By any measure the New Car Assessment Program (NCAP) has been exceedingly successful.  The program has been copied the world over and has provided necessary safety information to consumers for decades.  NCAP is an invaluable tool in helping to ensure Americans have the information they need in order to purchase safe vehicles that will protect them and their families.  As NHTSA states in the current notice, “[f]rom its inception, NCAP has played a significant role in educating consumers on vehicle safety as a key factor in their vehicle purchasing decisions.”  In addition, the program serves as an important incentive for automakers to place the latest safety technologies into their vehicles.  As such, Advocates firmly supports NCAP and believes it is a crucial resource to reduce the needless deaths and injuries that occur on our Nation’s roads each year.

Advocates also supports updating NCAP to ensure that the program is both keeping pace with the current state of technology as well as maximizing its benefits to safety.  However, as was the case with the 2015 proposal by NHTSA to update the program, we are deeply concerned with the lack of specificity provided in the current notice.  The agency must provide much more detail moving forward on how it plans to revise NCAP so the public can properly review NHTSA’s proposals and provide useful input.  However, let me be clear, Advocates does not believe that an update to NCAP should be further delayed.  In fact, it is long overdue.  Advocates simply urges NHTSA that as it moves forward it does so with the proper level of detail and transparency.

Advocates has always enthusiastically championed technology and for good reason.  It is one of the most effective strategies for reducing deaths and injuries.  NHTSA has estimated that since 1960 more than 600,000 lives have been saved by motor vehicle safety technologies.  NCAP can provide significant safety benefits by harnessing market forces to encourage the early adoption and implementation of new safety technologies.  However, these benefits can be undercut when performance requirements are not established and when safety systems are not considered as part of the star rating which consumers rely on most readily when comparing vehicles.  Therefore, Advocates urges the agency to include currently available technologies that have already been proven to have substantial safety benefits in the rating program.  Research conducted by the Insurance Institute for Highway Safety (IIHS) has demonstrated that current advanced driver assistance systems (ADAS) such as Automatic Emergency Braking (AEB), Lane Departure Warning, Blind Spot Detection and Rear Automatic Braking have safety benefits by reducing crashes.  These technologies should be part of the NCAP rating program to further facilitate their widespread dissemination into new vehicles.  In addition, Advocates concurs with the National Transportation Safety Board’s (NTSB) recent recommendation that pedestrian safety systems including pedestrian collision avoidance systems be included in NCAP.  When considering whether to include a new technology in NCAP, the agency should seek and evaluate research performed by independent researchers such as IIHS as well as the recommendations of the NTSB, the Nation’s premier transportation safety investigator.  This information can be invaluable in determining the effectiveness of new systems and their potential to be included in NCAP.

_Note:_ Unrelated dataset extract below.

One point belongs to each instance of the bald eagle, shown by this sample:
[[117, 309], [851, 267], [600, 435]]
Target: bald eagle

As NHTSA stated in the notice for this meeting, ADAS are the building blocks for automated vehicles (AV).  While Advocates believes that AV technology has the potential to significantly reduce the deaths and injuries caused by crashes, it is critical that during the next 10 years, as self-driving cars continue to be developed and may be deployed, other safety advances which have already been shown to have proven safety benefits are not ignored or left on the wayside.  While Advocates is optimistic about the potential future safety benefits of driverless car technology in the long term, we do not believe that near-term safety technologies should be abandoned.

In fact, NHTSA is currently in breach of several mandated deadlines set by Congress in the 2012 Moving Ahead for Progress in the 21st Century (MAP-21) Act (Pub. L. 112-141) to issue regulations requiring rear seat belt reminders, updating lower anchorages and tethers for children (LATCH) systems for child occupants and improving occupant protection in motorcoaches.  Rear seat belt reminders are available on a number of vehicles here in the United States and are standard equipment on several models tested by Euro NCAP.  According to NHTSA, nearly half of passenger vehicle occupant fatalities for which restraint use was known were not wearing seat belts.  These systems increase seat belt use and should not only be part of the NCAP rating but should also be standard equipment in all vehicles.

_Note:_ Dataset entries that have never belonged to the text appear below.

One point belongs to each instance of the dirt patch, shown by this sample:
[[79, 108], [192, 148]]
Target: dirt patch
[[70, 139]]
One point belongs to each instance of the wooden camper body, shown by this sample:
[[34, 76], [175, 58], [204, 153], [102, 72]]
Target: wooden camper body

The agency also has also yet to comply with a mandate included in the Fixing America’s Surface Transportation (FAST) Act (Pub. L. 114-94) that requires crash avoidance technologies such as AEB to be listed on a motor vehicle’s Monroney Label.  In order to abide by this Congressional mandate, NHTSA should require that each and every one of these technologies be prominently and concisely listed on the label.  This approach not only will ensure that a potential buyer is given clear and thorough information, it will also provide the greatest incentive to manufacturers to place these lifesaving systems into new vehicles.  Despite this rulemaking being almost two years overdue, the agency stated in the current notice that implementation of this regulation will be subject to a separate proceeding in the future.  The unconscionable and unnecessary delays in completing these rulemakings which will save lives and prevent serious injuries and were mandated by Congress with bipartisan support are unacceptable.

Safety systems that are not required as standard equipment by federal regulation are promoted by vehicle manufacturers as optional equipment, but are often sold bundled together with non-safety features and only in certain vehicle model trim levels.  As such, safety conscious consumers looking to buy a car with certain safety systems often have to pay a steep premium for equipment that could save the life of a passenger, child, bicyclist or pedestrian.  The current practice of bundling identified safety technologies into convenience packages which include non-safety features benefits the manufacturer’s bottom line, but not the wallet of consumers.  It forces consumers either to risk their safety and the safety of others to avoid paying extremely high prices for crucial safety features not yet required by federal safety rules or to purchase non-safety features and equipment they do not want in order to get a desired safety protection feature.  Or, some consumers are simply unable to afford the additional costs and cannot get the benefit of the safety equipment.  Therefore, Advocates has long stood for the democratization of safety through requiring manufacturers to sell as a stand-alone option any safety device, feature or technology that is listed by NHTSA as a recommended safety feature by NCAP.  Any such safety device, feature or technology that is offered on any trim level of a vehicle model must be offered on all trim levels of that vehicle model.

Of the top five manufacturers which comprise nearly 70% of the U.S. vehicle market, three of them apparently only offer AEB as an option and only on a portion of their models.  While the dispersion of this life saving technology into the fleet has shown improvement over the past several years, without regulation, innovation is left to the financial interest of the industry and adoption is often limited to the most expensive vehicle models.  Not only does this limit the number of vehicle users afforded the safety benefits of new technologies, but it also does not provide a minimum standard for performance.  Therefore five different manufacturers can have five different systems, theoretically all called AEB, performing at varied levels of effectiveness, and consumers are left in the dark.  Regulation is the best and swiftest means for ensuring that the consumers who purchase less expensive vehicle models will be afforded the same basic minimum safety benefits that are voluntarily built into more expensive models and that they are protected with a minimum performance level.

NCAP is one of the most critical programs administrated by NHTSA and we look forward to participating further in the agency’s efforts to modernize this essential public safety initiative.  Thank you for the opportunity to provide comments today.